Прошло года полтора… В 1944 году приближалась Красная армия, и немцы сожгли соседнее гетто. Когда нас освободили, мы пошли вслед за Красной армией. Помню не только раненых людей, но и лошадей, и коров. Мы двигались за фронтом – иногда пешком, иногда на машине. Нас кормили кашей, хлебом. Наконец, добрались до города. Его совершенно разбомбили, но наш дом уцелел…

МИР

А лампочка сияла в полнакала
с необъяснимо белой высоты.
Учительница горестно вздыхала –
я рисовала черные цветы,
а больше ничего не рисовала.
На всех уроках – чёрные цветы.

Эти строки Алла напишет спустя много лет. Так выходила из души война – черными цветами. В школу она ходила редко, больше занималась дома, поскольку все время болела: обнаружили открытую форму туберкулеза, с кавернами, да еще ревматизм. В 1947 году они переехали в Бендеры, где жил брат матери с семьей. Мать, как и до войны, стала работать в детском доме. Мэра училась в школе, а Алла – дома.

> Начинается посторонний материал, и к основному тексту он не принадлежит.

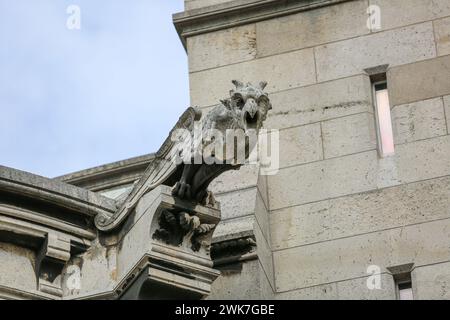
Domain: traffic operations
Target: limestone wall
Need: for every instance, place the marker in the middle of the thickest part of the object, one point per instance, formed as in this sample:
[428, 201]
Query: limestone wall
[336, 207]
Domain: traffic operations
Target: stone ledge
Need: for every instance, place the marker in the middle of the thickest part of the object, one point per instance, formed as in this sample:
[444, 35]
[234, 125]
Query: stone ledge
[55, 192]
[239, 12]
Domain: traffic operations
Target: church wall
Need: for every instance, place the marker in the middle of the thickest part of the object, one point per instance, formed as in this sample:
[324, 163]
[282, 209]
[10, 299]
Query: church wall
[17, 261]
[336, 207]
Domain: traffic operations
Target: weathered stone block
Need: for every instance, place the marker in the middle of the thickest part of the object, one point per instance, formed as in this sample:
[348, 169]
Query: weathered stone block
[447, 111]
[313, 27]
[320, 102]
[423, 160]
[349, 258]
[319, 292]
[234, 228]
[300, 145]
[282, 72]
[17, 267]
[212, 50]
[245, 177]
[237, 203]
[349, 135]
[442, 33]
[262, 218]
[417, 121]
[357, 289]
[321, 180]
[395, 47]
[419, 81]
[362, 213]
[333, 178]
[241, 281]
[398, 13]
[264, 253]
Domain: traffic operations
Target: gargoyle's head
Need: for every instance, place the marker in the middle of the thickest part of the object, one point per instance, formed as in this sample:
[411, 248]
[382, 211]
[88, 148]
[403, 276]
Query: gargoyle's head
[252, 103]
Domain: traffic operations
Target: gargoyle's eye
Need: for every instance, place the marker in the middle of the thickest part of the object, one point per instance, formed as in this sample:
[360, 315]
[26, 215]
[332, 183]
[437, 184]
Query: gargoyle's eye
[263, 100]
[239, 102]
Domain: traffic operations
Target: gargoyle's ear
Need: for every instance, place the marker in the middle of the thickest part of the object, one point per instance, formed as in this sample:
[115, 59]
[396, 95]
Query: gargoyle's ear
[226, 103]
[238, 84]
[263, 85]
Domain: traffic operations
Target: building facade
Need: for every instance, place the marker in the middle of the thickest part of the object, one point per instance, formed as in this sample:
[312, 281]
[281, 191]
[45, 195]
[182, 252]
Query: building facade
[360, 205]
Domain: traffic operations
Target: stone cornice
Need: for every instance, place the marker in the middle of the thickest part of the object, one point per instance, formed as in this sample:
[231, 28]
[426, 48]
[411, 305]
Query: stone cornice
[239, 12]
[54, 192]
[109, 175]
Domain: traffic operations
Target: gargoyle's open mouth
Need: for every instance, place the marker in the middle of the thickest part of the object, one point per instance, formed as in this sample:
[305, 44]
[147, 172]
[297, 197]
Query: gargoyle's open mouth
[251, 122]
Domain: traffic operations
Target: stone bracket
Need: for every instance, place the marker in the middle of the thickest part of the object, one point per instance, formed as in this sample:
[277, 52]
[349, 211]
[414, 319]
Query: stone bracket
[50, 261]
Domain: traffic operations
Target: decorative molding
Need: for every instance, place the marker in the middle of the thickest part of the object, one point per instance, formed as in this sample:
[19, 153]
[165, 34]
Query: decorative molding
[233, 250]
[110, 175]
[239, 12]
[50, 262]
[38, 188]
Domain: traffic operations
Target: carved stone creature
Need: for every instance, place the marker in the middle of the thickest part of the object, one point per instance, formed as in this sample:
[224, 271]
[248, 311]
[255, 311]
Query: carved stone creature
[178, 227]
[245, 110]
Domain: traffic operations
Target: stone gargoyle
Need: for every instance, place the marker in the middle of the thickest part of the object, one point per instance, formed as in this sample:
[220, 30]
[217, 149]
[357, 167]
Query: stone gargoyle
[245, 109]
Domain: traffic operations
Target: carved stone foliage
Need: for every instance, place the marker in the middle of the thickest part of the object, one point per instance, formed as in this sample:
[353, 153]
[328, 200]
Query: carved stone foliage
[178, 227]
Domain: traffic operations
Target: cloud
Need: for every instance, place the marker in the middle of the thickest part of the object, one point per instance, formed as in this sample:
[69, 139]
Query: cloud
[70, 100]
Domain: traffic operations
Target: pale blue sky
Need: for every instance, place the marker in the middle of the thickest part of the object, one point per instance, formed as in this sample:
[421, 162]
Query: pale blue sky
[70, 100]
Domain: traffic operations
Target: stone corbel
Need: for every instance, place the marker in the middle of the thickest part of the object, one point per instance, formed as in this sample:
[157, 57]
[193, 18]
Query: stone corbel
[50, 261]
[176, 262]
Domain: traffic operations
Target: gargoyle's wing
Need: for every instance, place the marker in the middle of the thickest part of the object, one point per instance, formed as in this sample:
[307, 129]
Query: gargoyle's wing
[160, 170]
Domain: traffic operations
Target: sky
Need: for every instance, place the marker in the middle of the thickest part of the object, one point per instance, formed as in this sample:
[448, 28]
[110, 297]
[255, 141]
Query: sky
[71, 99]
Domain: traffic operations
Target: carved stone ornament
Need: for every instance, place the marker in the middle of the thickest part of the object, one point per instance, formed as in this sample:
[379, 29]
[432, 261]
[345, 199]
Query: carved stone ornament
[246, 109]
[178, 227]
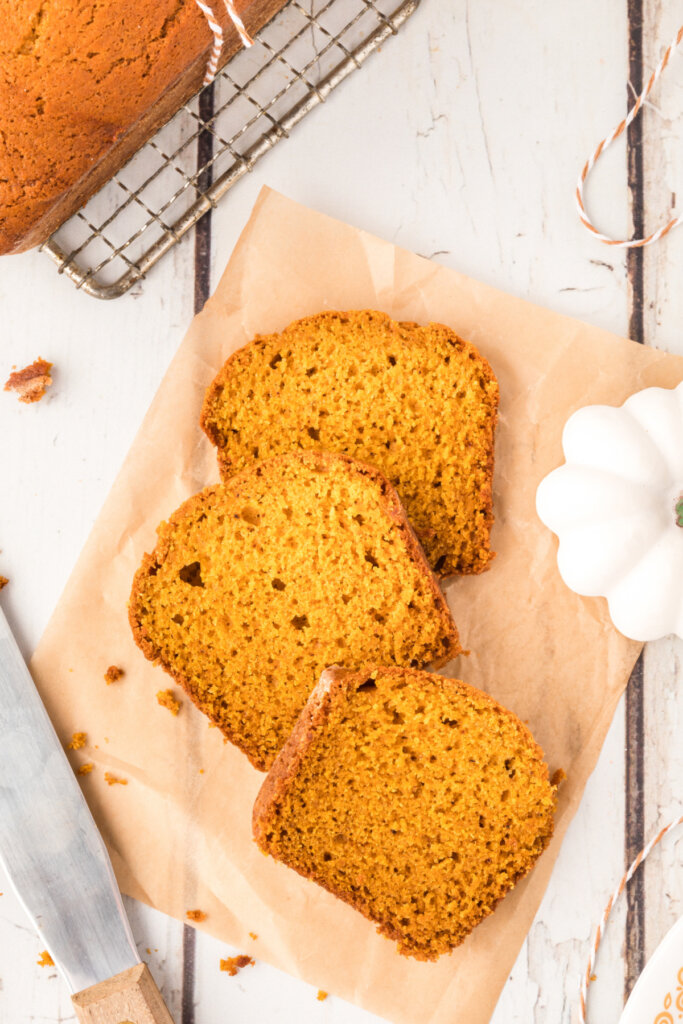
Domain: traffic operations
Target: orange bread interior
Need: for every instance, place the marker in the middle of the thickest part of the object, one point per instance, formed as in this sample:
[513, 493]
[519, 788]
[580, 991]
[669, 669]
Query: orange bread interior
[417, 799]
[418, 402]
[258, 584]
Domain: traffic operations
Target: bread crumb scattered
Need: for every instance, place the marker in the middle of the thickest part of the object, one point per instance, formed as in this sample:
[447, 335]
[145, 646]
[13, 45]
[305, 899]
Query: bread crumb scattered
[196, 915]
[235, 964]
[77, 741]
[113, 780]
[32, 382]
[167, 699]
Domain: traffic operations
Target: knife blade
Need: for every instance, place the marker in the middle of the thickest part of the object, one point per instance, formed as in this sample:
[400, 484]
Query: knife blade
[53, 854]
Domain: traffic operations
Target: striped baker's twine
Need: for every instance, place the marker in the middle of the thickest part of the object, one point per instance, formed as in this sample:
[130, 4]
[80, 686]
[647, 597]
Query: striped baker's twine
[214, 25]
[606, 142]
[588, 977]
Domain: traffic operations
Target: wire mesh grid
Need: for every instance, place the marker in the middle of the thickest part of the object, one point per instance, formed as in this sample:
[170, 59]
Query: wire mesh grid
[262, 92]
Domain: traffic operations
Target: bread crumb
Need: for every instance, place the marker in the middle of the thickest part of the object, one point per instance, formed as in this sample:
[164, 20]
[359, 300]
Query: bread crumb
[32, 382]
[196, 915]
[167, 699]
[235, 964]
[113, 780]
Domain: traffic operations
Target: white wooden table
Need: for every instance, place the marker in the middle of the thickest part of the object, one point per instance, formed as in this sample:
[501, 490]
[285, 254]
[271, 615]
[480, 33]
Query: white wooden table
[462, 141]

– Я была доходяга, длинная, с тонюсенькими руками и ногами. Мама подрабатывала шитьем. Помню, приходили заказчицы и говорили, не стесняясь: «Вот старшая у Вас – красавица, а эта… жалко девочку». Когда у меня выделялись туберкулезные палочки, я лежала в больнице, иногда по полгода. Мама и Мэрочка терли морковку, яблоки. Тогда появился стрептомицин, но его невозможно было достать. В шестом классе я перешла в вечернюю школу. Но закончила ее только в 22 года, поскольку подолгу лежала в больницах. Зато очень много читала. Долгие годы я фактически была выброшена из общества, и вся моя жизнь, особенно в Немирове, проходила во дворе, среди травы, большущих лопухов, бабочек, стрекоз, разных букашек. Там же, во дворе, была огромная противопожарная бочка, всегда наполненная водой. Когда мне бывало грустно, обидно, одиноко, я уходила туда и представляла: этот лягушонок – такой-то персонаж, эта стрекоза – такой-то. И только с ними мне было хорошо. Я маме благодарна на 200 процентов: она нас спасла во время войны и потом всю жизнь нам отдавала. Но я выросла в суровой скромности… У меня были длинные, тяжелые косы, и вот однажды я отрезала себе челку. Мама с осуждением сказала: «Ты что, ты мальчикам хочешь нравиться?» А мне уже было 15 лет. Меня любили, но какой-то строгой любовью. А там, во дворе, за бочкой, начинался мой мир. Приходила собачка с покалеченной лапкой, больные кошки. И тогда я обращалась к папе: «Папа, помоги мне, ты же умеешь!» Клала руку на больное место, животные понимали, что я их лечу, и передавали друг другу что-то обо мне – приходили совсем незнакомые кошечки, собачки. И до сих пор приходят, приползают, прилетают – на четвертый этаж.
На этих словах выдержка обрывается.